Naturally, it’s Bernie’s campaign and he’s allowed to proceed with whatever goals he sees fit to satisfy. But what he’s suggesting here is both confounding and misleading. Bernie seems to be suggesting that there won’t be a clear presumptive nominee emerging from the primaries in June — thus superseding a contested convention — when, in fact, there will absolutely be a presumptive nominee by that stage in the game.
Here’s how this works.
Hillary Clinton, with her 1,662 pledged delegates (not counting superdelegates), is on pace to officially win a majority of pledged delegates by June 7. The threshold for a majority of pledged delegates is 2,025. She needs fewer than 400 more delegates to reach this goal, and she only needs to win around a small fraction of the remaining pledged delegates to get there. Once she arrives at 2,025, she will have all the pledged delegates she’ll require to be named the presumptive nominee.
Meanwhile, 520 superdelegates have expressed their support for Hillary, while 39 have done so for Bernie. This puts Hillary, with her 2,165 delegates (supers and pledged combined), just over 200 total delegates away from the 2,383 majority (with supers) she’ll need for the nomination. Short of a political miracle, there’s virtually no chance for Bernie to win enough pledged delegates to elevate him to the 2,025 majority he’ll need in order to, 1) become the presumptive nominee, and 2) to help convince enough superdelegates to switch over to him.
Inexplicably, Bernie isn’t telling us that by June 7, it’ll only be a matter of running through a ceremonial convention ballot, tallying the pledged and superdelegates in Philadelphia, followed by balloons, etc, in order for Hillary and her running-mate to accept the nomination.

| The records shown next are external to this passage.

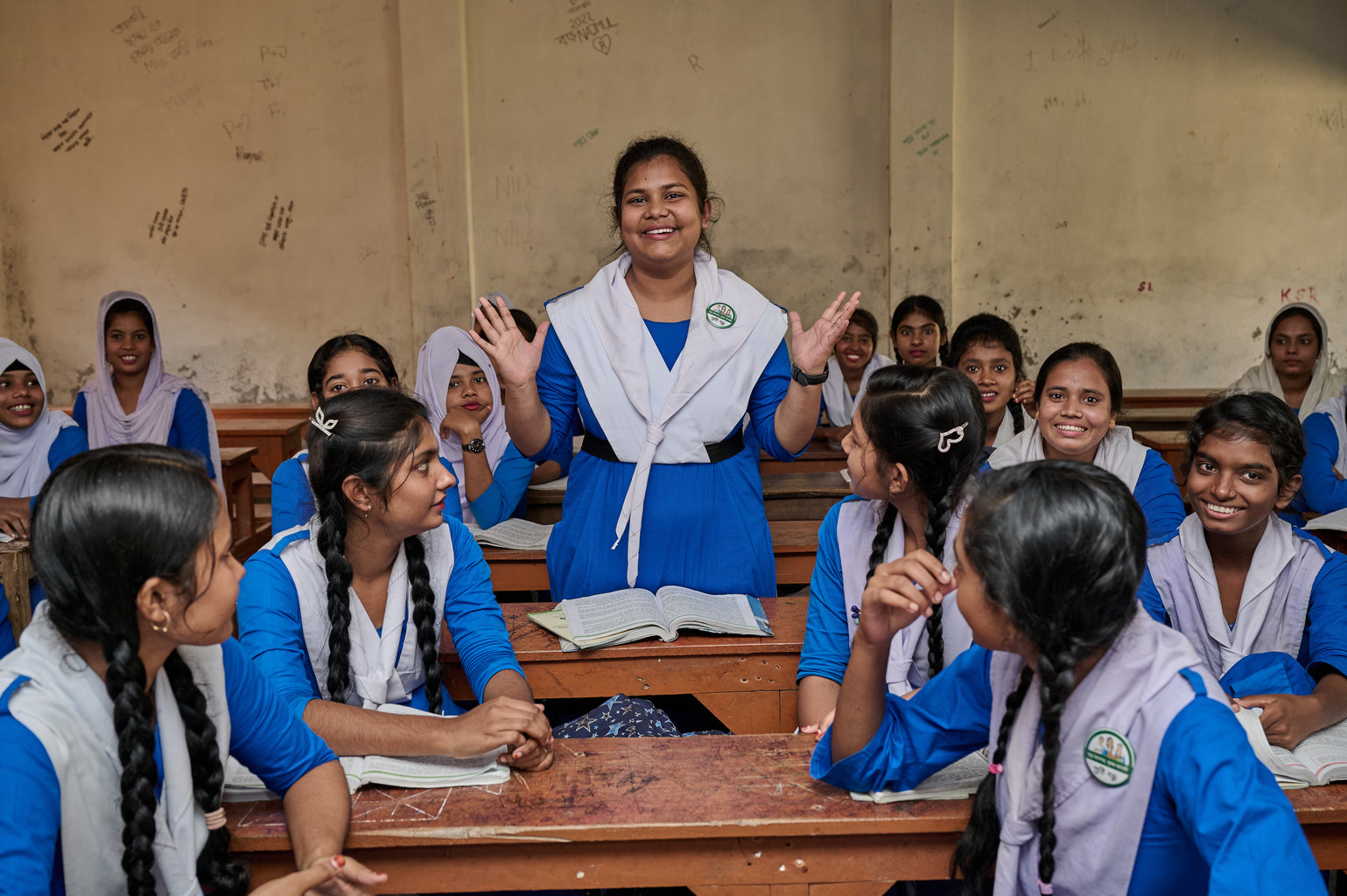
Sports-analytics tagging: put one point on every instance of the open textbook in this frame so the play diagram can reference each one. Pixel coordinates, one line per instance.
(632, 614)
(389, 771)
(1319, 759)
(952, 781)
(517, 536)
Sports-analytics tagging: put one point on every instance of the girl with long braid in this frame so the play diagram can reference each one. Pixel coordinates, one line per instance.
(124, 699)
(345, 612)
(1117, 766)
(915, 438)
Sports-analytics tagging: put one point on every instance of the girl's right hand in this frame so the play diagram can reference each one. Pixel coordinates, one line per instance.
(899, 593)
(514, 357)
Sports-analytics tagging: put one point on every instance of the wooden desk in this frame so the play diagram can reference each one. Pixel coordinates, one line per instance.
(747, 682)
(721, 816)
(794, 542)
(277, 441)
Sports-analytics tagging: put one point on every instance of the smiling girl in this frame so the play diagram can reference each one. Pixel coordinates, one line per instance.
(460, 388)
(131, 399)
(849, 369)
(1264, 604)
(1079, 394)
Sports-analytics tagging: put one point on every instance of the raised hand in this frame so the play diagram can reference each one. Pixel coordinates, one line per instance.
(810, 349)
(514, 357)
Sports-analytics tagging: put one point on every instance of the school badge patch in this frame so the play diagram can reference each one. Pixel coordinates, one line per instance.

Contra Bernie, his doesn’t signify a “contested” convention at all. It’s ultimately a matter of a technicality and a tradition — one which occurs every four years. A truly contested convention, on the other hand, is one in which the second (or third or fourth) place candidate(s) refuse to concede the nomination until the convention — a move which prevents the party from healing and which prevents the appearance of a unified and organized party during highly rated national television coverage. The news media, incidentally, will be dying for any excuse whatsoever to paint both parties and both party conventions as equally chaotic, and it sounds as if Bernie is manufacturing a way for such a media narrative to take place.
Put another way, in every single Democratic presidential primary, the superdelegates don’t cast their ballots until the convention. It happened in 2008, and it happened in 2012 when Obama was running for re-election. Was he not the presumptive candidate in either of those years before the superdelegates were counted at the convention? Of course he was, and in neither case was the convention considered a contested one.
But Bernie seems to be saying that even though Hillary will easily win a majority of pledged delegates by June 7, as well as a majority of superdelegates who have announced their votes to her, the verdict is still out because the supers haven’t officially been counted and entered into the record — even though their votes are never officially cast until the convention. At the same time, he’s confusing the issue by conflating the 2,383 majority with the 2,025 pledged delegate majority.
Again, he said, “It is virtually impossible for Secretary Clinton to reach the majority of convention delegates by June 14 with pledged delegates alone.” First of all, this patently untrue. Secondly, it’s irrelevant since, to repeat, she only needs 2,025 pledged delegates for a majority. Objectively speaking, she’ll easily exceed this threshold on or before June 7. Just like in every Democratic presidential primary ever. The fact that Bernie is misrepresenting how the process works only serves to misinform his supporters.
To be clear, by the way, this isn’t an indictment of Bernie’s positions, which I tend to like, or his broader political revolution. Nor is this an attack on Bernie’s supporters. At all. It’s merely a clarification on delegate math.
Sure, Bernie could spend June and most of July lobbying superdelegates to switch their votes, but knowing history, and with Hillary owning a majority of pledged delegates, as well as a popular vote majority, his case would be desperate and unsuccessful. Indeed, never in the history of the Democratic Party has there been a nominee who didn’t win a majority of pledged delegates, and it’s relatively clear that a candidate who’s built a not insignificant part of his platform on criticizing the corruption of the party establishment will not convince a majority of that establishment to support his candidacy.